Na burocracia sistêmica não há a opção do diferente, do debate, da (re)construção através da fala e da troca, não se pode dirigir a palavra a esse “ninguém”, nem se rebelar contra o sistema. O sujeito fica imobilizado a não ter contato, e posto do outro lado de uma vala que o limita na comunicação com o seu próprio Estado, com as instituições as quais ele mesmo alimenta, a mercê de regras que os Outros – outros anônimos – fazem, e a fazem para um homem-massa. Sim, de um lado o “homem-massa” que é o Darín, ator que faz o personagem principal do episódio, com mais todos que estão na fila do Departamento de Trânsito, do outro o anônimo das ações públicas e de personalidade secreta, que está por trás até mesmo do gerente que também só cumpre ordens.

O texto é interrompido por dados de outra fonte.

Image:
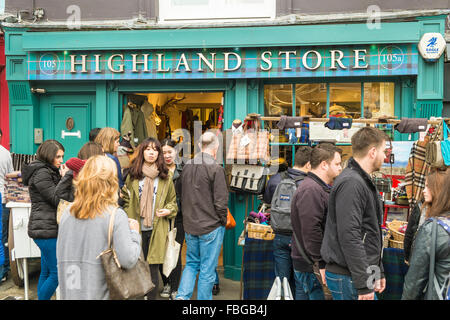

Lidar com o homem-massa é se utilizar tanto da subestimação quanto da ganância. É depositar a descrença que haja uma forma dos homens se organizarem entre si e sempre enxergá-los como o caos, que não têm – ou não seria correta – sua própria ordem. Ainda, como crê Arendt do medo humano que a humanidade se autodestrua por meio da política e dos meios de força. Com isso, burocratizam-se serviços os quais não há retorno nem contestação, objetifica o trabalho, cria-se uma falsa igualdade entre os homens, encarando de forma indiferente as necessidades das pessoas.
A burocracia sistêmica só serve ao opressor possibilitando um legalismo cruel de (des)atendimento ao cliente/servidor, causando o distanciamento e garantindo apolíticas públicas. Não é em vão que o modelo é importado e adotado como padrão na sociedade globalizada, na falsa promessa do tratamento paradoxal da impessoalidade para tratar com pessoas: de deixar a cargo de máquinas – e homens-máquinas – a missão da insensibilidade.